A widely used optical instrument to investigate the composition of the atmosphere is the LIDAR which corresponds to the abbreviation of LIght Detection And Ranging. The molecules, aerosols, water and the ice particles present in the atmosphere scatter and attenuate the light in different intensities depending on the type and the concentration of each one of these components. Considering this principle, a lidar use a laser beam to provides profiles of atmospheric parameters such as aerosol backscatter, humidity, temperature, ozone concentration, cloud phase and wind speed, amount others.
Fig. 1. Working principle of a lidar system.
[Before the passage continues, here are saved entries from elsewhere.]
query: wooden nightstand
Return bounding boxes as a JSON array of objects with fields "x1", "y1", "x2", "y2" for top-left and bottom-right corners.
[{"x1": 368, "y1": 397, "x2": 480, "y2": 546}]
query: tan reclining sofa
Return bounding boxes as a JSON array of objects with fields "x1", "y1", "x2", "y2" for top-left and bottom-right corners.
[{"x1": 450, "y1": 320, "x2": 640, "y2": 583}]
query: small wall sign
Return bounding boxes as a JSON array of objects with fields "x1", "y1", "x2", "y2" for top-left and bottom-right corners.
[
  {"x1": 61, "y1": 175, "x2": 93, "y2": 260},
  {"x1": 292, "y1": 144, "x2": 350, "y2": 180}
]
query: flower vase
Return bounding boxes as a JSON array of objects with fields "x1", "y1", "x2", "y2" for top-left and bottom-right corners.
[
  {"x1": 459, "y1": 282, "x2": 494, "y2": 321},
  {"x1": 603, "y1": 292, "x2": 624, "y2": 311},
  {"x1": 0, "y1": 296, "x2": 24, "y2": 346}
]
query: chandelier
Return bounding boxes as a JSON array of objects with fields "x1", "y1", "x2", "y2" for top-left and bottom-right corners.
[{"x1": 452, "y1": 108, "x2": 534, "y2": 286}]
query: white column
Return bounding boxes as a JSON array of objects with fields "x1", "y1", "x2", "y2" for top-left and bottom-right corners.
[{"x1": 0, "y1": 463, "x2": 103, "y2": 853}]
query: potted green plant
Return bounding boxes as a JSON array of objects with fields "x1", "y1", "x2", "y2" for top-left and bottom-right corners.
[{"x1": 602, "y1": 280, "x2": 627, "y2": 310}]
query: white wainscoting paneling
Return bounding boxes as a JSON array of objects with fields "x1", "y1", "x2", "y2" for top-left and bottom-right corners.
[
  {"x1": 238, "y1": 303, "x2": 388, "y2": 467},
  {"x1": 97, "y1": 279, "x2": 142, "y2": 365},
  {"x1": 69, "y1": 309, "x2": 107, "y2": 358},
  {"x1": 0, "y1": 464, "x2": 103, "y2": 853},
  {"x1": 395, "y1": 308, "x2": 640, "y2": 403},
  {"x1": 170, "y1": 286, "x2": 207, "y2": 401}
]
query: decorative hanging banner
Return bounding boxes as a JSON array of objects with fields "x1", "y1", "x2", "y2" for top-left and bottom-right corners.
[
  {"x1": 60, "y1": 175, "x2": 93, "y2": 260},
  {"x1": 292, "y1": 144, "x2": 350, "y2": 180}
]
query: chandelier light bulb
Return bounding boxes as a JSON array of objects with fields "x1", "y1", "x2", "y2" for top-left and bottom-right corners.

Basically, the Lidar system consists in the transmission of short laser pulses (of green light at 532 nm of wavelength in this case) from the ground level to the upper atmosphere. Part of the laser pulse is attenuated and backscattered by the clouds, gases and aerosols present in the atmosphere at each height level and collected by a telescope (see fig. 1). The light is filtered in order to reduce the background signal from the sunlight and after that is analyzed by a detection system. The return time of the backscattered light allows to determine its altitude and build a vertical profile along the atmospheric path. Finally the information of the signal is stored in a computer.
During the current mission, we are going to deploy a new Lidar designed by the EPFL-LTE team and let it collecting information during all the year. One of the main objectives using this instrument is to discriminate between liquid drops and non-spherical ice crystals present in the atmosphere.